While Excel and many Python plotting libraries offer straightforward methods to plot a regression line, conducting a thorough analysis of linear regression is actually quite complex. In this module, we will demonstrate the proper approach to linear regression analysis. Specifically, we will examine whether the data is appropriate for this type of analysis, how to visualize confidence intervals, and, as a valuable addition, how to plot the confidence intervals for predictions derived from the linear regression model.

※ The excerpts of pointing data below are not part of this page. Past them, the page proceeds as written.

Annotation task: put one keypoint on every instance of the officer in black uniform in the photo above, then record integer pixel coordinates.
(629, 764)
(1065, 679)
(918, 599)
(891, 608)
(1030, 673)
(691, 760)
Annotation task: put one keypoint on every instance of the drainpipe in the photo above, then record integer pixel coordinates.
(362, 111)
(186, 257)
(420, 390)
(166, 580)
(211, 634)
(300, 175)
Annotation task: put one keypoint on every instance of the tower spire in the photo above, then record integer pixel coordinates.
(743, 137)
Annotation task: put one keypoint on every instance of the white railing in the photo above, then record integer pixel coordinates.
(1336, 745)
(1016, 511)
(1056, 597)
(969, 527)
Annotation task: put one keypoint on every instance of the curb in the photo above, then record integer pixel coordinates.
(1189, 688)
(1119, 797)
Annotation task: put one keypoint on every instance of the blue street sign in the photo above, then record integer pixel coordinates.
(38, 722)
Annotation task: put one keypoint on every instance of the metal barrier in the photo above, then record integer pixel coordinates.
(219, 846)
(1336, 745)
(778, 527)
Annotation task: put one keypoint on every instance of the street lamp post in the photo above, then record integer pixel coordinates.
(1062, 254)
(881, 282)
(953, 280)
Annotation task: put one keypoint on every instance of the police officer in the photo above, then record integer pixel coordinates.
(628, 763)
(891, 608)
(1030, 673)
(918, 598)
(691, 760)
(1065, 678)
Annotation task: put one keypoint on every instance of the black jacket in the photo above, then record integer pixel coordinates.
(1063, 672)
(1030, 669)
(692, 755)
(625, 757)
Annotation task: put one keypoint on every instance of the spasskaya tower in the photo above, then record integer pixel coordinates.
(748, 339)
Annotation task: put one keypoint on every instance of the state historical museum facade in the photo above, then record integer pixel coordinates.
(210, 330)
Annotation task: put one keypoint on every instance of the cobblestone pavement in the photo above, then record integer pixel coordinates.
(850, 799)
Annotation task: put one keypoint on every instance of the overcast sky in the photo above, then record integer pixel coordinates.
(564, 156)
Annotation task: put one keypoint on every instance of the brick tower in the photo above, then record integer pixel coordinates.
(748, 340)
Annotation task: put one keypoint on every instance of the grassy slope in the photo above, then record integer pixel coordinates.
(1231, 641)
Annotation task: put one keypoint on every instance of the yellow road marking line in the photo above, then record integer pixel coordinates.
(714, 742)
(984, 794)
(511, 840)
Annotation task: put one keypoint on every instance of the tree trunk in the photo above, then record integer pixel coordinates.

### Causation versus Correlation



Back in my home country, and before the hippy movement changed our culture, kids, who were curious about where the babies come from, were told that they are brought by the stork (a large bird, see Fig.[ref:fig:storksa](ref:fig:storksa)). Storks were indeed a common sight in rural areas, and large enough to sell this story to a 3-year-old.

![img](Ringedwhitestork.jpg "The Stork. Image by Soloneying, Wikimedia Downloaded Nov 22, 2019.")

As mature scientists who value critical thinking, we seek data to support this idea. Specifically, we expect to find a strong correlation between the number of storks and the number of babies born. Surprisingly, these two variables do indeed correlate in a statistically significant manner. Countries with larger stork populations tend to have higher birthrates. This phenomenon, where both variables increase together, is referred to as a positive correlation.. See Fig. [4](#org78fe66b)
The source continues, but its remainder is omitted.